The 1965 marches from Selma put a frightening and bloody face on the race issue, but it may have been the eye-opener the country needed. Today, Selma still remembers and still fights for the cause.
The Selma to Montgomery march represents the political and emotional peak of the modern day civil rights movement. Sunday, March 7th,1965 will forever be known as "Bloody Sunday." The day some 600 marchers were beaten as they set out to march over 50 miles from Selma to Montgomery to fight for the right to vote.
Unfortunately, they only got as far as the Edmond Pettus Bridge, just six blocks, when they met state and local lawmen armed with billy clubs and tear gas driving the non-violent marchers back to Selma. But they didn't give up.
WSFA 12 Photographers caught unbelievable images of Bloody Sunday on videotape and the images were broadcast across the country.

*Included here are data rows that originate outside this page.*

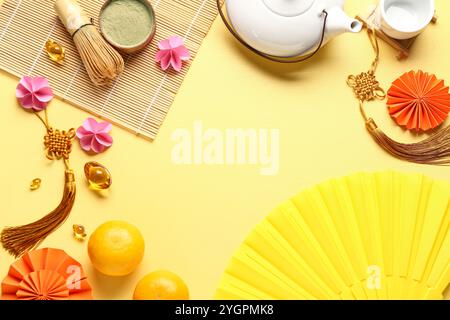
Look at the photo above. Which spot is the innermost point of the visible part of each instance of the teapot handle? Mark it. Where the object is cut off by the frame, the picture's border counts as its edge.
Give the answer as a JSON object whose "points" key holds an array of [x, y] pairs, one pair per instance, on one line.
{"points": [[267, 56]]}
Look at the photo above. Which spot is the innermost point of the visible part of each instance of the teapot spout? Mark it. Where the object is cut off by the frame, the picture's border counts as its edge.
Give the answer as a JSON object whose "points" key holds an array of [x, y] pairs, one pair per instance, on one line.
{"points": [[339, 22]]}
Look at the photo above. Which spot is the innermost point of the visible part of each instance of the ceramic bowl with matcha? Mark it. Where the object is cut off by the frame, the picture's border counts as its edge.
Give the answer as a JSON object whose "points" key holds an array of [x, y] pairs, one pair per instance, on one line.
{"points": [[128, 25]]}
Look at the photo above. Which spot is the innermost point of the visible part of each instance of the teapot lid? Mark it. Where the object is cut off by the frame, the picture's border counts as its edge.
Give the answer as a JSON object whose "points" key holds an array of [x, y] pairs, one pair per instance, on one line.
{"points": [[288, 8]]}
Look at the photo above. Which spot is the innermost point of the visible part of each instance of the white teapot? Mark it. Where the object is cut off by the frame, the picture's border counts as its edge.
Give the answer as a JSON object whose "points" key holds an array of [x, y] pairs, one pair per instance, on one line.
{"points": [[287, 28]]}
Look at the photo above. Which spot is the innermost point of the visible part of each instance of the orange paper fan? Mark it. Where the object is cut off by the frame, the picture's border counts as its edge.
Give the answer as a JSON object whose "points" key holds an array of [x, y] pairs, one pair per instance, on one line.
{"points": [[46, 274], [419, 101]]}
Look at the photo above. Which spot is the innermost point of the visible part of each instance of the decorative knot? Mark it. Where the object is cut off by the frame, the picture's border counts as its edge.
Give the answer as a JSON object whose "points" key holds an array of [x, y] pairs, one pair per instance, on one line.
{"points": [[366, 86], [58, 144]]}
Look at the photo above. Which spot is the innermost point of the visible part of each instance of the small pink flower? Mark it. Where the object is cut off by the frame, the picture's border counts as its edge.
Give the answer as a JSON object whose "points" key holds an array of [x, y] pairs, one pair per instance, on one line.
{"points": [[171, 53], [94, 135], [34, 93]]}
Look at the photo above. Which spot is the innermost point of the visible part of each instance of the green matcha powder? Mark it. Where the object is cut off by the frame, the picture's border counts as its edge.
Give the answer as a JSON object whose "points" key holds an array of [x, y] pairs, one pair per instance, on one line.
{"points": [[127, 22]]}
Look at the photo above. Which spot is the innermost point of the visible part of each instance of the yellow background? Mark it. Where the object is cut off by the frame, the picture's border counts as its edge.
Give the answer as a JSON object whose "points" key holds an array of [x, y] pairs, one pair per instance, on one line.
{"points": [[194, 217]]}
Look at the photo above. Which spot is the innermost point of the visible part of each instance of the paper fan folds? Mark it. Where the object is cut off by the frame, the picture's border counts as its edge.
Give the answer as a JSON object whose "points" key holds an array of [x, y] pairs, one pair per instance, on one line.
{"points": [[366, 236], [46, 274], [419, 101]]}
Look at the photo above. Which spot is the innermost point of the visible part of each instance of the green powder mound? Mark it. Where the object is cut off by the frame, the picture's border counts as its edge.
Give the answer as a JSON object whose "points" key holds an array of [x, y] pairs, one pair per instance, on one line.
{"points": [[126, 22]]}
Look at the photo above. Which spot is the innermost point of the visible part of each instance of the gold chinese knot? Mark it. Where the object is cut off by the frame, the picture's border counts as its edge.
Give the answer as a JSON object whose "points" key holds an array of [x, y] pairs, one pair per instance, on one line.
{"points": [[366, 86], [58, 144]]}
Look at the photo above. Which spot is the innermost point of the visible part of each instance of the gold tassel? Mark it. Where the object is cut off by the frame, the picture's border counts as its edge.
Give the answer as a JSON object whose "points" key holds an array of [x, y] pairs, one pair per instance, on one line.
{"points": [[18, 240], [433, 150]]}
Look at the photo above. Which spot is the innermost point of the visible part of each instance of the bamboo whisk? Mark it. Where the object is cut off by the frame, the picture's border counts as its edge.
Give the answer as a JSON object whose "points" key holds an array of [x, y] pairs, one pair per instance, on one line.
{"points": [[102, 62]]}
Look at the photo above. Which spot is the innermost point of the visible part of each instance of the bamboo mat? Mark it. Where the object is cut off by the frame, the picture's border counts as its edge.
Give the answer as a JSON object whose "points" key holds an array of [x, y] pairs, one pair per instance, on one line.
{"points": [[141, 97]]}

Two days later, on March 9th, Dr. Martin Luther King Jr. led a "symbolic" march to the bridge. Then civil rights leaders sought protection for a third-full scale march from Selma to the state capitol in Montgomery. The images from the first march sparked even more interest in the march and thousands converged on Selma to participate.
On Sunday, March 21st about 3,200 marchers started again from Selma. They walked 12 miles each day, and by the time they reached the capitol on Thursday, March 25th there were 25-thousand marchers. The march was a success, in many ways about five months later President Lyndon Johnson signed the Voting Rights Act of 1965.